8800-series, granularity and tex:alu ratios

freka586

Newcomer
When (briefly) scanning through rumours about the coming 8800-series from Nvidia (as well as R600) I have not yet read anything on granularity and tex:alu ratios.

For some applications (variaties of volume rendering in my case) we have noticed some interesting things lately:
* Granularity and internal cache strategies are important. So important that in my case a 16-pipe X1800 beats a 24-pipe 7900 GTX by a *large* margin.
* Multiple ALUs do not seem to be of help in my case. So X1800 is more or less the same as the new X1950 XTX, clock differences aside.

So, any news about the coming HW on these aspects?
I seem to remember ATI hinting that in the long run we should expect even more asymmetrical tex:alu ratios.
 
Out of curiosity, what kind of workload is that exactly? What are your ALU ops like (MUL/ADD, or something else?), and your TEX ops? (single channel? FP16? Trilinear? Anything?) - furthermore, is the problem the actual granularity, or is it the systematic costs of 2+ cycles (iirc) for any branching operation on G7x? Also, is it strictly impossible to offload the branching instructions to the VS on G7x-like architectures, since they're basically free there? (I'd assume not, but heh)
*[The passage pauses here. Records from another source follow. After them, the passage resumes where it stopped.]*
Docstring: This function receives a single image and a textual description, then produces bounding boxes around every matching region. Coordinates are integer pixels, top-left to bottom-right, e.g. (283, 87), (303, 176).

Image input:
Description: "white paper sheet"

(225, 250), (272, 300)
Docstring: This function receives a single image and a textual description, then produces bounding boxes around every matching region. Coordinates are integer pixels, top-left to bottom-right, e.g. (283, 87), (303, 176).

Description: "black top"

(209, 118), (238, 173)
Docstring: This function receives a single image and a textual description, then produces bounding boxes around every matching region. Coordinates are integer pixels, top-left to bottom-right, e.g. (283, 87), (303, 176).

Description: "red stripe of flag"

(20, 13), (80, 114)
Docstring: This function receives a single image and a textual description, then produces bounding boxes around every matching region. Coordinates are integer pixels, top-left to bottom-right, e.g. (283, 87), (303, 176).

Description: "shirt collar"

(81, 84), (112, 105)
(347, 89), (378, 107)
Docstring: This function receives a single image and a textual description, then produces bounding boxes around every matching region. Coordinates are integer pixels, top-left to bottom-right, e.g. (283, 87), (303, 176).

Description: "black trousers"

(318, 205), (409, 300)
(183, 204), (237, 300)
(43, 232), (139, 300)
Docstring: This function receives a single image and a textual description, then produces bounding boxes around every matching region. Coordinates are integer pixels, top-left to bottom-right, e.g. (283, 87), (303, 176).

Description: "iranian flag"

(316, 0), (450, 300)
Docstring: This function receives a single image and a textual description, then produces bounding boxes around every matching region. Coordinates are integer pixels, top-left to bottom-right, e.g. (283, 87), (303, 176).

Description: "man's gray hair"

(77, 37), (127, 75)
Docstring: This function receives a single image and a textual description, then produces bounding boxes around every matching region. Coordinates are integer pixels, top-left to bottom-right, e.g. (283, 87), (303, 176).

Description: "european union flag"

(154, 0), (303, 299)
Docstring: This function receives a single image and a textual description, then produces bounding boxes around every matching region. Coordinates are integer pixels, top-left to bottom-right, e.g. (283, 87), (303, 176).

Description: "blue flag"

Anyway, this specific thing on G80 wasn't discussed much yet that I can see - so it seems like a good idea to do so here ;)


Uttar
P.S.: It's worth noting that unless you're using "exotic" branching methods, in an unified architecture, the granularity will be the same for vertex or pixel shading in an unified architecture. At least, that's the case on Xenos (granularity of 32) - G965 proves that you can do things a bit differently by using scalar for the PS and Vec4 for the PS, thus dividing the VS's granularity by 4!
 
The application in question is a form of volume rendering based on single-pass raycasting with on-the-fly gradient computations.
 
Uttar, apparently I was way to fuzzy when explaining my situation :)
What should I do to find the answers for your questions, short of posting the actual shader code?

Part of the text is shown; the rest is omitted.